Surface Integrity Analysis in Orthogonal Milling of Inconel 718

Abstract

Nickel-based superalloys exhibit excellent corrosion resistance and mechanical strength at elevated temperatures, making them highly sought after for safety-critical applications in the aerospace, nuclear and chemical industries. However, these advantageous properties also lead to machining challenges such as extensive tool wear and surface integrity issues. Surface integrity includes aspects such as residual stress and surface microstructure, both of which are affected by thermo-mechanical loads during the cutting process. These loads are related to variables such as cutting parameters, tool material and tool geometry, etc. Understanding the relationship between these factors and surface integrity is critical to improving the quality of the machined part. This study investigates the effects of feed rate and cutting depth on the microstructure during milling of Inconel 718 both experimentally and using simulation techniques. In the experimental phase, orthogonal milling tests were performed to measure the cutting forces and temperature distribution.

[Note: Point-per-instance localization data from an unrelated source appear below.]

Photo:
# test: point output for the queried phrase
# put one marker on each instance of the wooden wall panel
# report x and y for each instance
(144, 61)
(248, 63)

The results showed that the surface deformation increased at higher feed rates but decreased at lower cutting depths. The simulations showed that thermo-mechanical loads in the workpiece rim zone are responsible for the surface deformation. The simulations indicate that the mechanical loads decrease with increasing cutting depth due to the simultaneous increase in temperature. These findings provide a theoretical basis for a better understanding of the changes in surface integrity during the machining of such superalloys.